Jakarta to boost building safety after fire

Cooling down: Firefighters inspect the top floors of the 20-story Wisma Kosgoro Tuesday after the skyscraper caught fire for almost 12 hours. Police said forensic experts were still investigating the cause of the fire that destroyed the building’s top five floors.

Following the fire at the Wisma Kosgoro building on Jl. Thamrin in Central Jakarta, the Jakarta Fire Agency plans to intensify evaluations of high-rise buildings in the capital and in the event a building's management refuses to comply, the agency will notify the public.

Jakarta Fire Agency chief Subedjo said his agency would prioritize high-risk, old buildings.

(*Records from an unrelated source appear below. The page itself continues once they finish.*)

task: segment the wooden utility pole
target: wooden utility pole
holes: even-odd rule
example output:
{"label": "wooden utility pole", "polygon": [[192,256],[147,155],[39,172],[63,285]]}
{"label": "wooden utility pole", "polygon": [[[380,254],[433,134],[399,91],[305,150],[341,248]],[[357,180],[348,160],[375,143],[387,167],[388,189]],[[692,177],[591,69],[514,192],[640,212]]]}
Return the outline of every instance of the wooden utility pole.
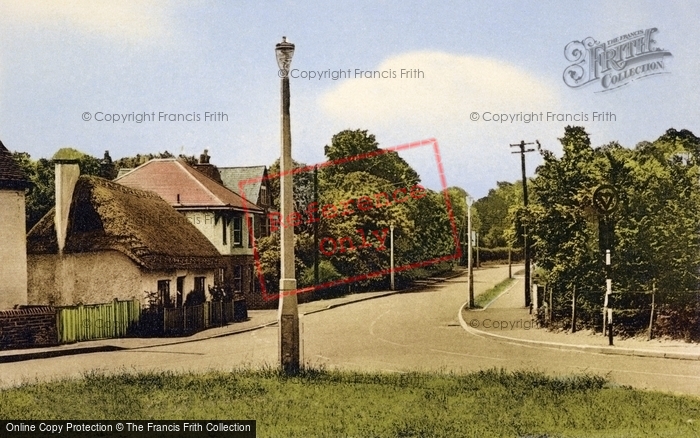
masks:
{"label": "wooden utility pole", "polygon": [[554,316],[554,301],[552,299],[552,288],[549,288],[549,326],[552,326],[552,317]]}
{"label": "wooden utility pole", "polygon": [[391,222],[391,256],[390,256],[390,266],[391,266],[391,290],[394,290],[394,222]]}
{"label": "wooden utility pole", "polygon": [[651,341],[651,338],[653,337],[653,330],[654,330],[654,307],[656,305],[655,302],[656,298],[656,281],[654,281],[652,287],[651,287],[651,315],[649,315],[649,340]]}
{"label": "wooden utility pole", "polygon": [[571,293],[571,333],[576,333],[576,285]]}
{"label": "wooden utility pole", "polygon": [[[540,142],[535,140],[539,146]],[[525,205],[525,211],[527,211],[527,174],[525,173],[525,154],[527,152],[534,152],[534,149],[525,149],[526,145],[531,145],[535,143],[525,143],[521,140],[520,143],[511,144],[510,147],[519,147],[519,151],[512,152],[513,154],[520,154],[520,167],[523,173],[523,204]],[[527,239],[527,227],[523,225],[523,251],[525,253],[525,307],[530,307],[530,248]]]}
{"label": "wooden utility pole", "polygon": [[513,278],[513,263],[511,261],[511,248],[508,247],[508,278]]}
{"label": "wooden utility pole", "polygon": [[472,203],[467,195],[467,269],[469,270],[469,308],[474,307],[474,263],[472,260]]}
{"label": "wooden utility pole", "polygon": [[[318,206],[318,166],[314,166],[314,205]],[[314,220],[314,286],[318,286],[318,222],[321,215]]]}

"We will start with 12 buildings and if their safety is not up to standard, they will have to carry out improvements," he said.

He added that the agency would place a sticker on a building that signified it failed to fulfil fire-protection standards if its owner did not comply with the recommendations of the agency. "The sticker will inform the public that the building is not safe, so hopefully tenants and visitors force the developer to improve it," he said.

Subedjo said the agency was previously unable to carry out such a move as it had no legal basis to do so.

"Now there are gubernatorial regulations that allow us to enforce the bylaw," he said.

Subedjo said the Kosgoro building had been warned in 2008 that some of its protection systems were in need of repairs.

A fire razed the building's 16th floor and several floors above it on Monday night. It took more than 24 hours for around 200 Fire Agency personnel with 35 fire trucks to extinguish the fire.

Dozens of fire trucks tamed the fire around midnight; however the fire reignited at 6:30 a.m. on the 20th floor, forcing fire trucks to return to the scene. The fire was completely extinguished at 12 p.m. on Tuesday.

No casualties were reported in the fire.

Subedjo said his personnel experienced difficulties in taming the fire as some of the building's equipment that was supposed to help the firefighters were not in working order. "The lifts for firefighters did not work," he said.

Subedjo said high-rise buildings were required to provide and maintain such lifts in case of a fire.

Besides lifts, high-rise buildings are also required to be equipped with a pump to supply water to the sprinklers on the ceilings of each floor.

Subedjo said Kosgoro's pump house was also under repair on Monday night.

He said on account of strong winds, firefighters had to periodically halt their fire-fighting efforts to avoid hot smoke. "Extinguishing the fire from inside the building is the most effective method while the water from the sky lift is only used as a cooling system," he said.

Subedjo called on high-rise building owners to employ technicians who understood fire-protection systems. "The technician would conduct an internal audit on the building's protection system. They should report the result to us," he said.

Jakarta Police spokesperson Sr. Comr. Martinus Sitompul said five floors were damaged in the blaze. "We have questioned two security officers in the building," Martinus said on Tuesday.

Initial police reports state that the fire may have been caused by an electrical short circuit on the 16th floor, but the origin of the fire has yet to be determined.

Hayono Isman, owner of the building, said he appreciated the Jakarta Fire Agency for its hard work but denied the building was not up to standard.

"If the building was not up to standard, I believe that it would have been razed to the ground," Hayono, who is also head of Kosgoro, an organisation affiliated with the Golkar Party, said on Monday as quoted by Antara news agency.